El problema del acortamiento de curvas asociado a una densidad
- Autores: Francisco Viñado Lereu
- Directores de la Tesis: Vicente F. Miquel Molina (dir. tes.)
- Lectura: En la Universitat de València ( España ) en 2016
- Idioma: español
- Número de páginas: 165
- Tribunal Calificador de la Tesis: Luquésio Petrola De melo Jorge (presid.) , Olga Gil Medrano (secret.) , Ildefonso Castro López (voc.)
- Enlaces
- Tesis en acceso abierto en: RODERIC
- Resumen
In this Thesis we study the mean curvature flow associated to the density (psi-mean curvature flow or psiMCF) of a hypersurface in a Riemannian manifold with density.
In the chapter two, the main results concern with the description of the evolution under psiMCF of a closed embedded curve in the plane with a radial density, and with a statement of subconvergence to a psi-minimal closed curve in a surface under some general circumstances.
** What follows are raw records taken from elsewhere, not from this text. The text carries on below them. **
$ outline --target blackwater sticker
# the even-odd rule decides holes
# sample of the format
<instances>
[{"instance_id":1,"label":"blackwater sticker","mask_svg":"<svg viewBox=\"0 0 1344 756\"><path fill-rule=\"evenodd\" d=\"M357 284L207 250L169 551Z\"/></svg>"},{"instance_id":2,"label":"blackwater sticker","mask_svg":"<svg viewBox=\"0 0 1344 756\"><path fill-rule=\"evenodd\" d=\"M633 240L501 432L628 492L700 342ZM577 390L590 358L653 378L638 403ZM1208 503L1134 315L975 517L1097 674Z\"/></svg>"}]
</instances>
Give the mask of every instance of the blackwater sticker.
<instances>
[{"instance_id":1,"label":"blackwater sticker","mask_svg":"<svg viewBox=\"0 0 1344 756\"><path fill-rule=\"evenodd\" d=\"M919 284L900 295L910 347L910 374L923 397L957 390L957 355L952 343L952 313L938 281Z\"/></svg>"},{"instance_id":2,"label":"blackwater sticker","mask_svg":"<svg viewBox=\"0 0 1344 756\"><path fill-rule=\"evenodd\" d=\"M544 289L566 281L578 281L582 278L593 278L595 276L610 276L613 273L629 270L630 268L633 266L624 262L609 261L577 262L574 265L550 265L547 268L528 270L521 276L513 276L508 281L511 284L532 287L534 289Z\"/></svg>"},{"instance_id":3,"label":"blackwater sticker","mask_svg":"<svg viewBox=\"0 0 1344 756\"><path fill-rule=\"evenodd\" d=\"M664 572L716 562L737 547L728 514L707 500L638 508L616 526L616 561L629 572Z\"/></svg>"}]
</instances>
In the chapter three, we define Type I singularities for the mean curvature flow associated to a density psi and describe the blow-up at singular time of these singularities. Special attention is paid to the case where the singularity come from the part of the psi-curvature due to the density. We describe a family of curves whose evolution under psiMCF (in a Riemannian surface of non-negative curvature with a density which is singular at a geodesic of the surface) produces only type I singularities and study the limits of their blow-ups.